Die Beschwerde ist bei Zweifeln an ihrer Zulässigkeit jedenfalls unbegründet, da die Klägerin Fragen von grundsätzlicher Bedeutung nicht formuliert und der Rechtsstreit solche auch nicht aufwirft. Auch sonst sind Zulassungsgründe i.S. des § 115 Abs. 2 FGO nicht ersichtlich.

1.

Durch die Rechtsprechung des Bundesfinanzhofs (BFH) ist geklärt, dass der nach § 37 Abs. 2 AO bestehende öffentlich-rechtliche Rückforderungsanspruch wegen Auszahlung eines Steuererstattungsbetrages ohne rechtlichen Grund nicht durch Vertrauensschutzgesichtspunkte eingeschränkt wird (Senatsbeschluss vom 20. April 2006 VII B 297/05, BFH/NV 2006, 1442, m.w.N.). Bei der Auszahlung eines Erstattungsbetrages an einen Zessionar handelt es sich grundsätzlich immer um einen einmaligen Vorgang, aus dem heraus der Zessionar kein Vertrauen darin entwickeln kann, das FA werde den Erstattungsbetrag nicht zurückfordern, wenn er zu Unrecht an ihn ausgezahlt worden ist. Für die Anwendung der Grundsätze von Treu und Glauben ist somit kein Raum (so schon Senatsurteil vom 1. August 1995 VII R 80/94, BFH/NV 1996, 5; ebenso vom 14. Februar 1989 VII R 55/86, BFH/NV 1989, 751).

Angemerkt sei, dass ein Vertrauen der Klägerin in die Steuerbescheide, die einen Erstattungsanspruch für ihren Vater begründeten, sich schon rein tatsächlich nicht auf ihren Glauben an das Behaltendürfen der Zahlung auswirken konnte.

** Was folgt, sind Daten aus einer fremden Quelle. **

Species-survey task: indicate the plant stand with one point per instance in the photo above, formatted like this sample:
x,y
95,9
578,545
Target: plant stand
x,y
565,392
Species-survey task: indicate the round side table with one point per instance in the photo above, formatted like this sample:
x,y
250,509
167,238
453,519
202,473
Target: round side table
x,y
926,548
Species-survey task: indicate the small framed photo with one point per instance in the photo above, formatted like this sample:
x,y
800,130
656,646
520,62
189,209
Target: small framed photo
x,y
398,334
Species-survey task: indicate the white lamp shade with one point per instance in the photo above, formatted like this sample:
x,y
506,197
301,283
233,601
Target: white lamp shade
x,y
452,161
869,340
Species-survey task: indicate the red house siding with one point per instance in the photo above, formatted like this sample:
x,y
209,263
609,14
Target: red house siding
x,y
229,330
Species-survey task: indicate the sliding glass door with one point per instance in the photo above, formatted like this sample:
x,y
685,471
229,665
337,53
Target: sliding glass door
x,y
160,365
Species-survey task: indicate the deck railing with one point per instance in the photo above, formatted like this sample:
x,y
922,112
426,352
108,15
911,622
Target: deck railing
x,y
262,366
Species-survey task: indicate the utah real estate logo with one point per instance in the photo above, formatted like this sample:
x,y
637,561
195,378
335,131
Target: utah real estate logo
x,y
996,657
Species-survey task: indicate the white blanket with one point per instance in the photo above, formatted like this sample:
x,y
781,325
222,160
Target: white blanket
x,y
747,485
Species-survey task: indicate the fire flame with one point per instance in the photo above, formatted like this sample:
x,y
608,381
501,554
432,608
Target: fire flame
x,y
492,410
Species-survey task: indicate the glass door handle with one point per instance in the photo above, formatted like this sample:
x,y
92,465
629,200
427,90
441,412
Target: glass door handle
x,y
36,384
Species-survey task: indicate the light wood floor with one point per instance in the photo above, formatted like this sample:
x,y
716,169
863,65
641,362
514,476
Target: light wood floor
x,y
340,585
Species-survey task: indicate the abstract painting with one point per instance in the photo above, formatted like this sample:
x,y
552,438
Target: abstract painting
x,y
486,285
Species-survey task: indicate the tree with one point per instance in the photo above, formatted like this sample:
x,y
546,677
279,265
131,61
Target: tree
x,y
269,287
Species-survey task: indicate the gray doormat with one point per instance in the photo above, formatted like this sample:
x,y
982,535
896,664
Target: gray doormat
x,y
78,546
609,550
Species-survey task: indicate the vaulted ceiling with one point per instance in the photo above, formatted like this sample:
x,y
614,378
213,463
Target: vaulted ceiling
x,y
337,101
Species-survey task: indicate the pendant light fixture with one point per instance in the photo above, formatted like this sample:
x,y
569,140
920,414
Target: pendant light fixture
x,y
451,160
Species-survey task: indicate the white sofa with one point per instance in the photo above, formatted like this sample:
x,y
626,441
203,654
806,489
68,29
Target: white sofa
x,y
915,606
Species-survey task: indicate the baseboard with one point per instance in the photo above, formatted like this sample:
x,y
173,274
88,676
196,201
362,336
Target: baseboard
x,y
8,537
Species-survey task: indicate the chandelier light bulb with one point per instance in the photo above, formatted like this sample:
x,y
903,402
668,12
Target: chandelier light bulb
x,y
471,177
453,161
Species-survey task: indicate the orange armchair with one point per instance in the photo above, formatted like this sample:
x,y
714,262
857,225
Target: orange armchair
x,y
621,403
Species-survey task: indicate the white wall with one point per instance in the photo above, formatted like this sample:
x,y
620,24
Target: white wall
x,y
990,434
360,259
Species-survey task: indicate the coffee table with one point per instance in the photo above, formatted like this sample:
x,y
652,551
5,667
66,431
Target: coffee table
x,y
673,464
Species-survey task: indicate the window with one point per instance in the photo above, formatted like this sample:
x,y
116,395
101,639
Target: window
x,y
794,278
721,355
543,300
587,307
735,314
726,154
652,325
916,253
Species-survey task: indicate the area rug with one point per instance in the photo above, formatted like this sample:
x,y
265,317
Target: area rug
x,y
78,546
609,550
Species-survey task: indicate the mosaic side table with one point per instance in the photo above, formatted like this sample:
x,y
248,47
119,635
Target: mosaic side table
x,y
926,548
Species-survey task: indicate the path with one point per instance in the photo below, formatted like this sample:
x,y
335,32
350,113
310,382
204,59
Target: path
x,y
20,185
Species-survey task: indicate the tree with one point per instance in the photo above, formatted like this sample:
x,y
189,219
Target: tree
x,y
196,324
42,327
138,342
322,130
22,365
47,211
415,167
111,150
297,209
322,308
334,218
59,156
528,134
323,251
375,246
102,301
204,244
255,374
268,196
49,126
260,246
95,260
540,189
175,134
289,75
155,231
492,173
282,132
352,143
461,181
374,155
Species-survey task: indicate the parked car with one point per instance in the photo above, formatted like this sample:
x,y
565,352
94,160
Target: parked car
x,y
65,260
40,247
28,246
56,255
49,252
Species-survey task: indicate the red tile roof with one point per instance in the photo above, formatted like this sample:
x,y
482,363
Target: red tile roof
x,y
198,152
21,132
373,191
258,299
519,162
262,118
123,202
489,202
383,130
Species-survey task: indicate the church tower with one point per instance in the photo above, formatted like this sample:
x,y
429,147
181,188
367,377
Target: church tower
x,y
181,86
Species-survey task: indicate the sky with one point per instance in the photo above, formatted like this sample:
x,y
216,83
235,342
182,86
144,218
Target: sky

Zwar trifft es zu, dass § 130 Abs. 2 AO den Vertrauensschutz für die Fälle gesetzlich regelt, in denen ein Recht oder ein rechtlich erheblicher Vorteil durch einen Verwaltungsakt begründet oder bestätigt worden ist. Die Vorschrift greift aber in Fällen der vorliegenden Art nicht, denn der Erstattungsanspruch aus den Steuerbescheiden steht hier nicht in Frage. Das Recht (und das Vertrauen darauf), den an die Klägerin ausgezahlten Betrag behalten zu dürfen, gründet sich primär nicht auf die Einkommensteuerbescheide, sondern auf die Wirksamkeit und den Rang der Zession im Verhältnis zu anderen Gläubigern des Zedenten. Dafür gibt es aber keine Vertrauensschutznorm.

2.

Geklärt ist auch, dass die Entreicherungseinrede nach § 818 Abs. 3 BGB auf den Rückforderungsanspruch nach § 37 AO keine Anwendung findet. Selbst wenn der Rechtsgedanke des § 812 Abs. 1 BGB bei der Anwendung von § 37 Abs. 2 AO herangezogen wird, führt ein Wegfall der Bereicherung (§ 818 Abs. 3 und § 819 Abs. 1 BGB) nicht zugleich zum Wegfall des abgabenrechtlichen Rückforderungsanspruchs (Senatsbeschluss in BFH/NV 2006, 1442, m.w.N.).

3.

Die grundsätzliche Bedeutung erschließt sich dem Senat auch nicht unter dem Gesichtspunkt der nicht näher erläuterten Verletzung des Gleichheitsgrundsatzes des Art. 3 des Grundgesetzes. Allein der Umstand, dass sich der Zessionar gegenüber speziellen Rückforderungsansprüchen des Staates nicht auf allgemeine zivilrechtliche Einreden berufen kann, begründet keinen Verfassungsverstoß. Ebenso wenig ist zu beanstanden, dass § 226 Abs. 3 AO keine Ausnahmen vom dort statuierten Aufrechnungsverbot zulässt.

4.

Im Kern rügt die Klägerin mit ihrer Beschwerde eine vermeintlich fehlerhafte Rechtsanwendung des FG, indem sie ihre Rechtsauffassung an die Stelle derjenigen des FG setzt. Dies vermag die Zulassung der Revision nach ständiger Rechtsprechung nicht zu rechtfertigen. Für einen schwerwiegenden Fehler, der nach § 115 Abs. 2 Nr. 2 2. Alternative FGO die Revision eröffnen könnte, fehlen jegliche Anhaltspunkte (vgl. BFH-Beschluss vom 29. Oktober 2003 III B 15/03, BFH/NV 2004, 166).